Court Rules Workers Can’t Be Fired For Using Medical Marijuana
The Massachusetts Supreme Judicial Court made a landmark ruling on marijuana use Monday, ruling in favor of a woman fired from her job after testing positive for pot.
The ruling is a national first concerning worker protections in states with legal medical marijuana programs, which run counter to federal law.
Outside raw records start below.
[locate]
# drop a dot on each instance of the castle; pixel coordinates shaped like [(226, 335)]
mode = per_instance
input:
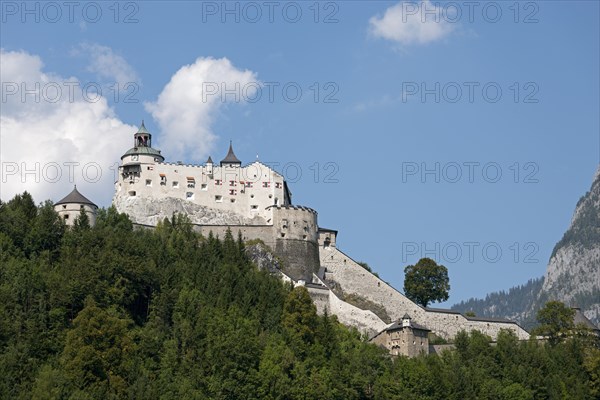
[(255, 200)]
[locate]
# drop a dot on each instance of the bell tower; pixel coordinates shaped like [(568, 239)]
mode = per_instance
[(142, 138)]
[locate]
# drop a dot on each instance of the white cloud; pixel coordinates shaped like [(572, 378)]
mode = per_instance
[(409, 23), (41, 131), (104, 62), (189, 104)]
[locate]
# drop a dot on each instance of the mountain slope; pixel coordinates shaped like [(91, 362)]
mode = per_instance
[(572, 275)]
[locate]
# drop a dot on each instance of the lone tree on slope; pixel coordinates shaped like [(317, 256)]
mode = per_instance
[(426, 282)]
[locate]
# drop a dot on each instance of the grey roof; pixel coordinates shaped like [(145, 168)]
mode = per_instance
[(142, 128), (490, 319), (398, 325), (143, 150), (327, 230), (230, 158), (75, 197), (440, 310), (580, 318)]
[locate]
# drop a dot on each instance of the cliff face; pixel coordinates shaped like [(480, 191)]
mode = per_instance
[(150, 211), (572, 275)]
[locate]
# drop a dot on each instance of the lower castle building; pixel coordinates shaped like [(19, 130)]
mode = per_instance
[(256, 201)]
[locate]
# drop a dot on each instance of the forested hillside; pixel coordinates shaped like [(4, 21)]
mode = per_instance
[(572, 275), (112, 312), (511, 304)]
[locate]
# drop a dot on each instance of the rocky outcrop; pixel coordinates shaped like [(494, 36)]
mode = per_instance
[(150, 211), (572, 275)]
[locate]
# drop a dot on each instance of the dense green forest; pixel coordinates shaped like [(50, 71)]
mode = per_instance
[(510, 304), (113, 312)]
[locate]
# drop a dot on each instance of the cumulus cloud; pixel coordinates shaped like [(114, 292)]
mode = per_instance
[(107, 64), (409, 23), (51, 136), (189, 104)]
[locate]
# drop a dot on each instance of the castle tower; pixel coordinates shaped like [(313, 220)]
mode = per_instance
[(230, 159), (71, 206), (209, 166), (142, 151)]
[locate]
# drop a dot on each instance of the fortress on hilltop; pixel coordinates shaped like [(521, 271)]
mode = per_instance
[(256, 201)]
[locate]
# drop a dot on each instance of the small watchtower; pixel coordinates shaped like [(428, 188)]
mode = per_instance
[(71, 206)]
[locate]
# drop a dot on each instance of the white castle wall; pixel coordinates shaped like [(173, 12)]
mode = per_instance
[(364, 320), (69, 212), (246, 191), (355, 279)]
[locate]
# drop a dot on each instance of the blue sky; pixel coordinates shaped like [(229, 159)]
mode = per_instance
[(389, 90)]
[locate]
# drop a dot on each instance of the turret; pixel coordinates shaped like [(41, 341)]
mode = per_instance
[(230, 159), (406, 320), (142, 137), (209, 166), (142, 150), (70, 207)]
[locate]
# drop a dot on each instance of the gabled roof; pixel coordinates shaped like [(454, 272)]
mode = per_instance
[(580, 318), (230, 158), (75, 197), (142, 128), (398, 325)]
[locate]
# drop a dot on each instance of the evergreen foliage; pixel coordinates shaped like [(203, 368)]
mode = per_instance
[(113, 312)]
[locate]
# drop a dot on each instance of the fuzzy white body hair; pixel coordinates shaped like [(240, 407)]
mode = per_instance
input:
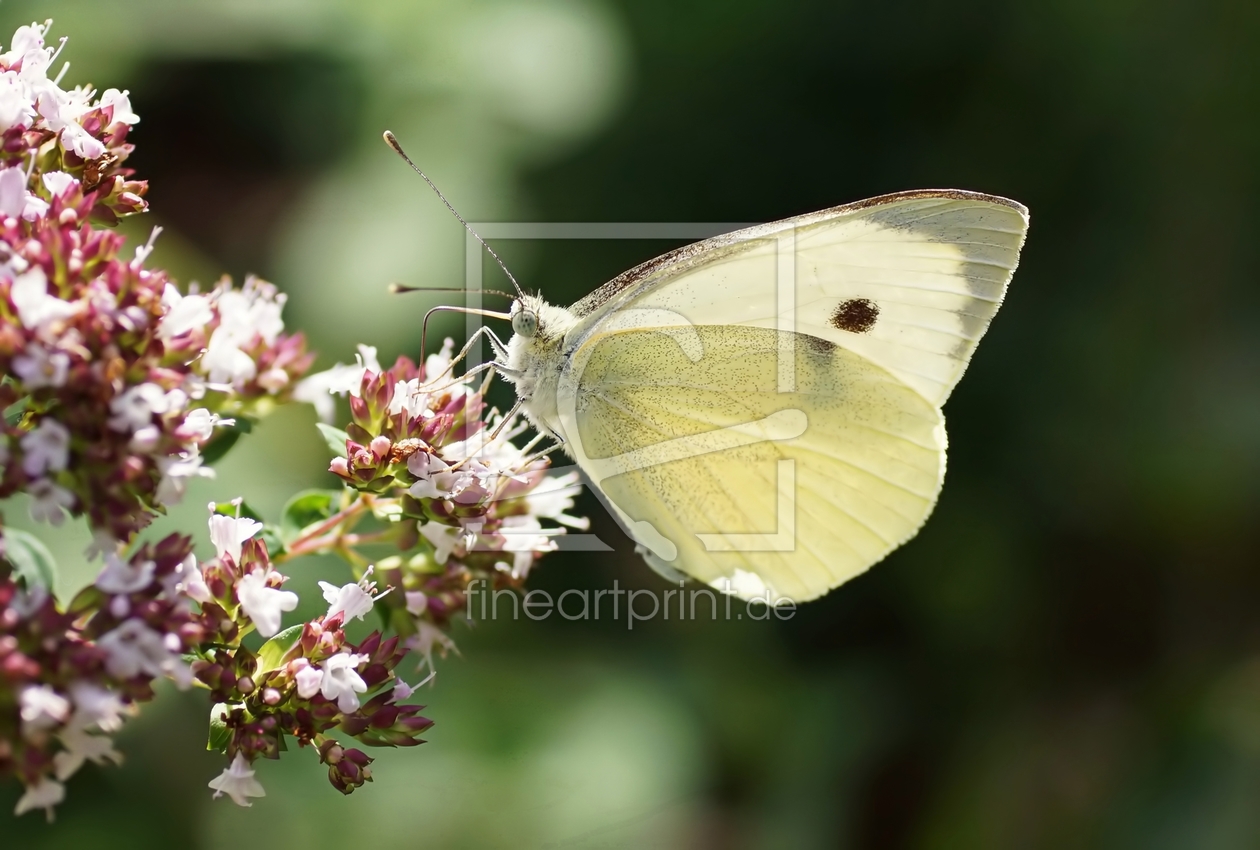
[(537, 363)]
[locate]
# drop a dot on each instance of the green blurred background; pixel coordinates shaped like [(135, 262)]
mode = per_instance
[(1069, 654)]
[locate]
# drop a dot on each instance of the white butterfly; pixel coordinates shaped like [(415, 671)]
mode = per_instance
[(762, 411)]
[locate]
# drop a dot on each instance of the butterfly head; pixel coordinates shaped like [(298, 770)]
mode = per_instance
[(524, 316)]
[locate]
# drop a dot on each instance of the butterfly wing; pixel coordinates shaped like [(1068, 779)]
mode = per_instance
[(683, 375), (757, 491), (909, 281)]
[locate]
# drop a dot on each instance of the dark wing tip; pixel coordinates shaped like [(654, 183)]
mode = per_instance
[(944, 194)]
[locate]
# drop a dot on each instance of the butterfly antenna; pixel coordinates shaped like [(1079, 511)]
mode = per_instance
[(393, 142)]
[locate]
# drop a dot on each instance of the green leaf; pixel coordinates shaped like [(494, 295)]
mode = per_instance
[(334, 437), (13, 413), (219, 736), (271, 652), (32, 561), (304, 510), (214, 450)]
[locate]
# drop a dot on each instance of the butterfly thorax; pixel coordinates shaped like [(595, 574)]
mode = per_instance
[(537, 362)]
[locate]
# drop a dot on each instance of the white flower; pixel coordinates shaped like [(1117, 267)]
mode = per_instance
[(80, 747), (15, 105), (34, 207), (184, 312), (308, 680), (121, 103), (444, 538), (120, 576), (353, 601), (49, 501), (81, 141), (340, 379), (237, 782), (96, 705), (436, 480), (37, 309), (44, 795), (175, 472), (402, 690), (59, 183), (227, 534), (42, 708), (274, 379), (410, 399), (45, 448), (553, 496), (199, 425), (523, 537), (135, 407), (13, 190), (263, 605), (342, 683), (134, 649), (223, 362), (426, 639), (187, 579), (38, 368)]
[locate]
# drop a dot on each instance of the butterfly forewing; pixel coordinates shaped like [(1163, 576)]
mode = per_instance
[(761, 409), (909, 281), (863, 451)]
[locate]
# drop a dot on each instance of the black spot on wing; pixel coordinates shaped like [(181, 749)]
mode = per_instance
[(818, 345), (856, 315)]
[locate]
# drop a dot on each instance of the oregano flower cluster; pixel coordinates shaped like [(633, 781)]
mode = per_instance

Cristina Barbuto, who suffers from Crohn’s disease, was fired from her position at Advantage Sales and Marketing in 2014 after testing positive for marijuana and filed suit against the company for discrimination in 2015, reports Massachusetts Live.
The highest court in the state gave Barbuto permission to move forward with her lawsuit Monday, taking many legal experts by surprise.
“I can’t stress this enough, it’s the first case of its kind in the country,” Dale Deitchler, an expert on marijuana issues in the workplace, told Mass Live.
Advantage Sales and Marketing followed federal law when firing Barbuto, and legal experts previously assumed a private business has the legal discretion to terminate employees for using marijuana regardless of state legalization laws.
Chief Justice Ralph Gants said it is a “reasonable accommodation” to make exceptions to a company’s drug policy if an employee is using something a doctor has medically approved for treatment.
“This is the highest court in Massachusetts recognizing that the use of medically prescribed marijuana is just as lawful as the use of any prescribed medication,” Matthew Fogelman, Barbuto’s lawyer, said Monday, according to Reuters.
Medical marijuana is legal in 29 states and Washington, D.C., where it is also legal for recreational use. Voters in Maine, Nevada, California and Massachusetts all approved measures to legalize marijuana for recreational use on election day. Roughly one in five Americans now have access to some form of legal marijuana.